The EICA near the village of Ratho is the largest indoor climbing arena in the world. Centered around a disused quarry (and offering al fresco climbing too), the facility also features a bouldering zone and an aerial assault course.
Edinburgh International Climbing Arena, South Platt Hill, Newbridge, Edinburgh Scotland; www.eica-ratho.com
Hop on the "Maid of the Forth" ferry under the magnificent Forth Bridge at South Queensferry -- and you'll see why natives are passionate about Edinburgh's coastline and islands.
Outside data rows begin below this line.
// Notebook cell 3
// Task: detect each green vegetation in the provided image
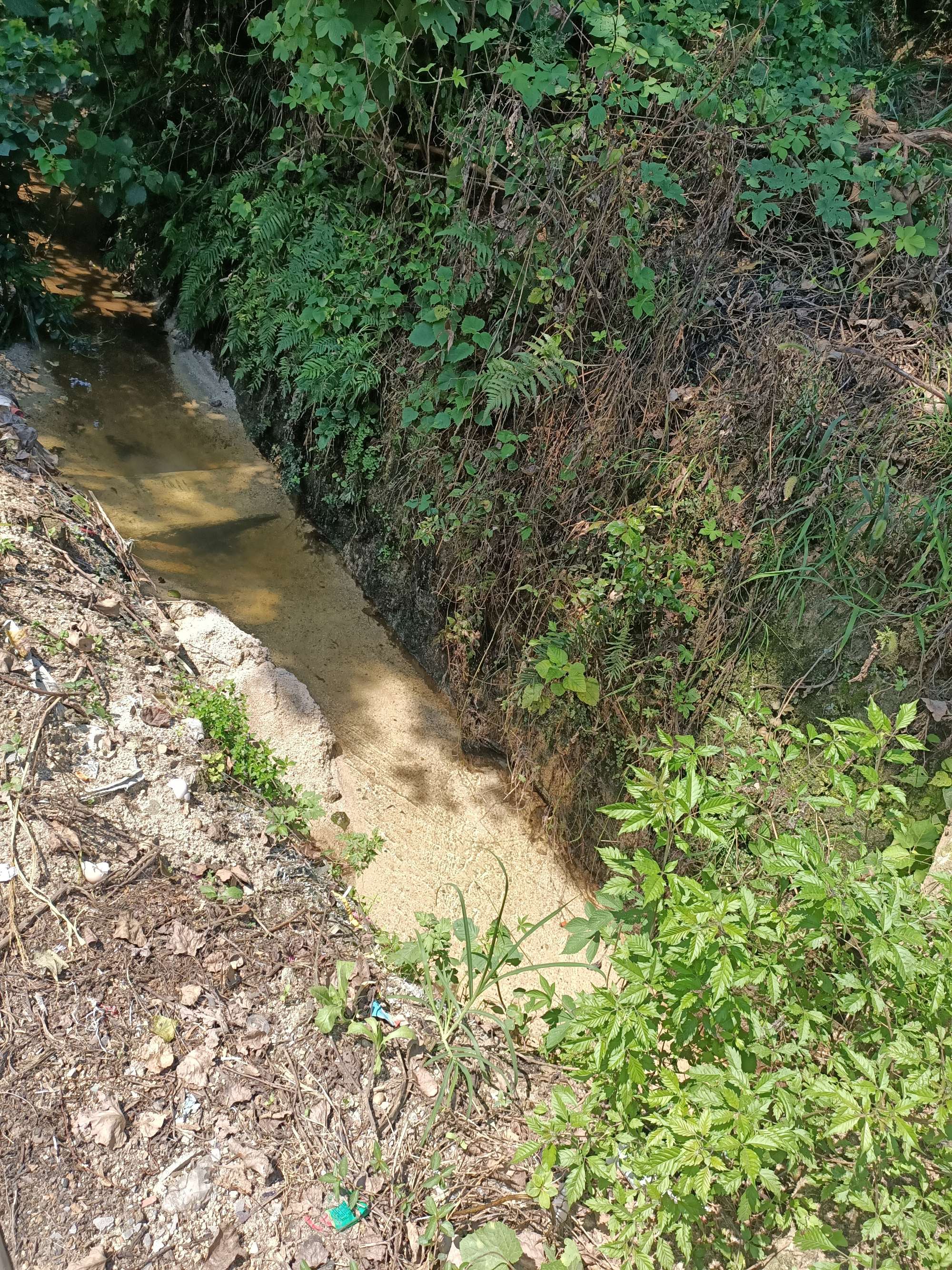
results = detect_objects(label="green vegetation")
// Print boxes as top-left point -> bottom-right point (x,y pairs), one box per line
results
181,680 -> 325,840
337,830 -> 386,874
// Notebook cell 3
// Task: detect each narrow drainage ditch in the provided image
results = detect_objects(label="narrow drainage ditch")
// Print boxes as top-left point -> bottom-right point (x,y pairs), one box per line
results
8,206 -> 594,978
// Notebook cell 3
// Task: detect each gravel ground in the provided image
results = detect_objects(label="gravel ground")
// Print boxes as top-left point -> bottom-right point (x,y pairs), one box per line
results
0,401 -> 589,1270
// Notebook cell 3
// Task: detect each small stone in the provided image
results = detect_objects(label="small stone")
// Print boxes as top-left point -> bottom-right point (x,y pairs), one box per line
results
168,776 -> 192,803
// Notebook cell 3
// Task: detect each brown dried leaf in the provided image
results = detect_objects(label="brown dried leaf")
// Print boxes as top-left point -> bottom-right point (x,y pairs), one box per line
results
136,1036 -> 175,1076
66,1243 -> 105,1270
177,1045 -> 215,1090
204,1226 -> 245,1270
236,1015 -> 272,1054
136,1111 -> 169,1140
357,1222 -> 390,1261
113,913 -> 146,949
230,1142 -> 272,1179
78,1099 -> 126,1148
33,949 -> 69,983
169,921 -> 204,956
225,1077 -> 254,1108
295,1234 -> 330,1270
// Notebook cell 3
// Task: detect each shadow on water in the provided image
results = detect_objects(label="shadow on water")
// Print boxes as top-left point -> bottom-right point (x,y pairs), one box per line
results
1,190 -> 589,980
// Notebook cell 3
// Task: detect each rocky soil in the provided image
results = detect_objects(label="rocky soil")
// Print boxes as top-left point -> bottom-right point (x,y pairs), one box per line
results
0,413 -> 574,1270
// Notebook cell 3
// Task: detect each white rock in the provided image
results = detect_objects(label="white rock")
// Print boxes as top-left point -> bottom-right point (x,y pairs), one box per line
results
169,776 -> 192,803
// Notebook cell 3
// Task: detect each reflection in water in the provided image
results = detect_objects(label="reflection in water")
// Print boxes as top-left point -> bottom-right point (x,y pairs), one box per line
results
11,208 -> 589,980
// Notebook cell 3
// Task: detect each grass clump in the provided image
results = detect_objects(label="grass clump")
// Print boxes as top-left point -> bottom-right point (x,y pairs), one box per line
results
181,682 -> 325,838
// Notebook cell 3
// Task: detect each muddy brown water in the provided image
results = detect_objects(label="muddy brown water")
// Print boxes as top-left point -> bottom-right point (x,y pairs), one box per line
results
5,210 -> 589,982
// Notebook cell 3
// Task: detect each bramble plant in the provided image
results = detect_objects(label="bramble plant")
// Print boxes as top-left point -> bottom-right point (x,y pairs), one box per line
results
526,702 -> 952,1270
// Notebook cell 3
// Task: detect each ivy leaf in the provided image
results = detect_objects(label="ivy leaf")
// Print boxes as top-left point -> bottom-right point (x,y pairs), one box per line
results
793,1222 -> 847,1252
576,676 -> 602,709
410,321 -> 436,348
710,952 -> 734,1001
813,193 -> 853,229
459,27 -> 501,53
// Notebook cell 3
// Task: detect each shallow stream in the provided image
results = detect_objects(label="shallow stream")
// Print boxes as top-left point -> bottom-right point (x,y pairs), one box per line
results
5,213 -> 589,975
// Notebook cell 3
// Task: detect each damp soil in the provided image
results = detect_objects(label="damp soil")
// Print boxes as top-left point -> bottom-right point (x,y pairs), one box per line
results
3,203 -> 581,980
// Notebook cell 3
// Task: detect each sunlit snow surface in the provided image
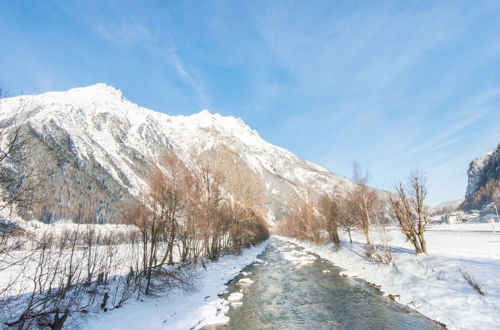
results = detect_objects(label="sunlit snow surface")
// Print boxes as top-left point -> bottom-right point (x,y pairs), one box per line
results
0,84 -> 352,222
278,223 -> 500,329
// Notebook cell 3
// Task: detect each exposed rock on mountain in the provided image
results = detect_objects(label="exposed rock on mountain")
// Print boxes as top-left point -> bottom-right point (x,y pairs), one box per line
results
462,144 -> 500,209
0,84 -> 352,222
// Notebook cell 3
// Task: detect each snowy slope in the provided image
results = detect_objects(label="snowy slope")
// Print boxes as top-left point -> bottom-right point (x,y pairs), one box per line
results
0,83 -> 358,221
Inchcolm Abbey contains Scotland's finest monastic ruins and the island is home to seals and seabirds -- including puffins in early summer.
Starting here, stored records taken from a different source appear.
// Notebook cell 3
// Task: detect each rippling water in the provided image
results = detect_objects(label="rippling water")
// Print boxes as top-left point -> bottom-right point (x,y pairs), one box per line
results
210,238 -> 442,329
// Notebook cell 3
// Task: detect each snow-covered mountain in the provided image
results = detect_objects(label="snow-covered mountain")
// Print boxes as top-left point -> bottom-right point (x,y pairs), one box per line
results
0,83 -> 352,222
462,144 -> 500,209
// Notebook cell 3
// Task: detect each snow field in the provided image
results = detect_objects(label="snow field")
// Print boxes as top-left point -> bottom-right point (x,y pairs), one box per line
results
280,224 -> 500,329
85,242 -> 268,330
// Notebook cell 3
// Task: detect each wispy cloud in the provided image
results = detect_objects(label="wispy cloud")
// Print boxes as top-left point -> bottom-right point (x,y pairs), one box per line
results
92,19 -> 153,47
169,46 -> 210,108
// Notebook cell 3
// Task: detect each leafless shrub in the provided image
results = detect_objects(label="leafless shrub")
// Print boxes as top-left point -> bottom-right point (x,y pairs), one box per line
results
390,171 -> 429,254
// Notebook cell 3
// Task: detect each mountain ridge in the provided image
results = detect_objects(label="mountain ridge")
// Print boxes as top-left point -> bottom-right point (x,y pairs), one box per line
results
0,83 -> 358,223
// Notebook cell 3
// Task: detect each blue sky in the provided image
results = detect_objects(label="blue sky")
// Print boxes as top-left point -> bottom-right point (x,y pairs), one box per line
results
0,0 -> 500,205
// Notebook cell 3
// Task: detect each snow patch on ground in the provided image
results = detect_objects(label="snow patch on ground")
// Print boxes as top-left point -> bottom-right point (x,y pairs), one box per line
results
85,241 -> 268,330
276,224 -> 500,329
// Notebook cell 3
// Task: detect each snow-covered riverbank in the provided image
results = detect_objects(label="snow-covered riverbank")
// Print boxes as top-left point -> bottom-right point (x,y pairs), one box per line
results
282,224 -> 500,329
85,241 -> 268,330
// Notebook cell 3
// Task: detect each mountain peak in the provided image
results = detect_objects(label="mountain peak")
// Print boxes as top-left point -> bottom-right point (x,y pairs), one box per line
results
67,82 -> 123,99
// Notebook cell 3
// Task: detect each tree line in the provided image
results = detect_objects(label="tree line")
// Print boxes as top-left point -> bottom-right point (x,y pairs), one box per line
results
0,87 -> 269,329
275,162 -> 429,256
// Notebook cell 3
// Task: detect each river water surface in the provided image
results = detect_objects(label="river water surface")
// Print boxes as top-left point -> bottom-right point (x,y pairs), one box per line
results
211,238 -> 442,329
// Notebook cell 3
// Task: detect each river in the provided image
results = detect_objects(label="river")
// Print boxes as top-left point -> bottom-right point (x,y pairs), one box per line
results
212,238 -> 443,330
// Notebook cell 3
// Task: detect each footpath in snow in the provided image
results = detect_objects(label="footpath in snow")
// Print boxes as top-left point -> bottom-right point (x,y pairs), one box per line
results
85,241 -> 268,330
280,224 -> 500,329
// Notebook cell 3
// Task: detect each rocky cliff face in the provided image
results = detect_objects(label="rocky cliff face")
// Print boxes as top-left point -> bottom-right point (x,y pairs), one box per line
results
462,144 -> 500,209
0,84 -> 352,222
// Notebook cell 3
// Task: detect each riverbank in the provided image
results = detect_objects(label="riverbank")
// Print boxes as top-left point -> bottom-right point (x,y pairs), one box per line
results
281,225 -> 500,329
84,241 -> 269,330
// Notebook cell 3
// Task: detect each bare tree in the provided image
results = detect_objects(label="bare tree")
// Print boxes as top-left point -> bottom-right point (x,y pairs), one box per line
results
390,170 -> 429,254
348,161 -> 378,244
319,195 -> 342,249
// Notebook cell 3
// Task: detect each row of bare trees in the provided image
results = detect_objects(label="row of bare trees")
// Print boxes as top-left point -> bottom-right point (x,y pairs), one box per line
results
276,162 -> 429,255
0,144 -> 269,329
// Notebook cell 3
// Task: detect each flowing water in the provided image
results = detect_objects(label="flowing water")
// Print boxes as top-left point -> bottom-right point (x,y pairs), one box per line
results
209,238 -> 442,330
There's also a fantastic view of the city skyline.
Inchcolm Abbey, Inchcolm Island, South Queensferry, Edinburgh Scotland;
More on CNN: 15 romantic European castles
21st Century Kilts
Howie Nicholsby firmly believes in the future of Scotland's national dress -- so much so that he doesn't own trousers.
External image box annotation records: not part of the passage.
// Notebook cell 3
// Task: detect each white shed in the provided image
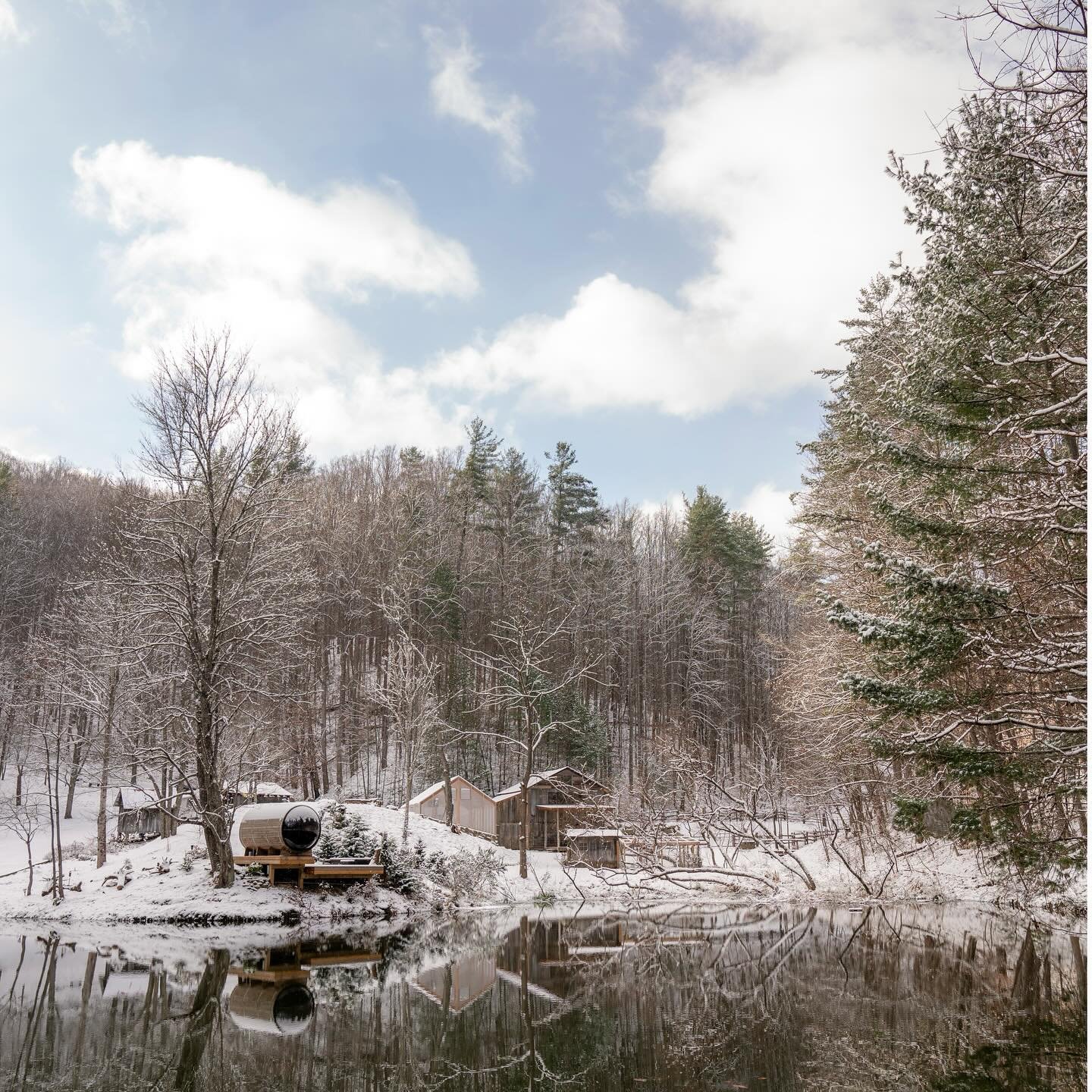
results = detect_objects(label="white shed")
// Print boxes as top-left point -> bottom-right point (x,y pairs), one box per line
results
410,777 -> 497,837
The designer's Edinburgh store is hidden away from the tartan-dominated Royal Mile. He aims to preserve high standards in kilt-making, while moving the concept forward using materials such as leather and PVC.
The New Town
While tourists flock to the Royal Mile, the castle and the Palace of Holyroodhouse, Edinburgh's New Town can seem unfairly under-appreciated.
Built to a design by celebrated architect James Craig, the area forms half of the city's UNESCO World Heritage Site. It's Georgian grandeur makes it one of Edinburgh's real estate hotspots.
Jekyll and Hyde. Sherlock Holmes. Peter Pan. Harry Potter. These are just a few of the literary figures with strong Edinburgh connections.
A walk along the length of Infirmary Street in the city's Southside will uncover connections to them all. Allan Foster is an expert on Edinburgh's literary past and present, and runs tours for fans of fiction.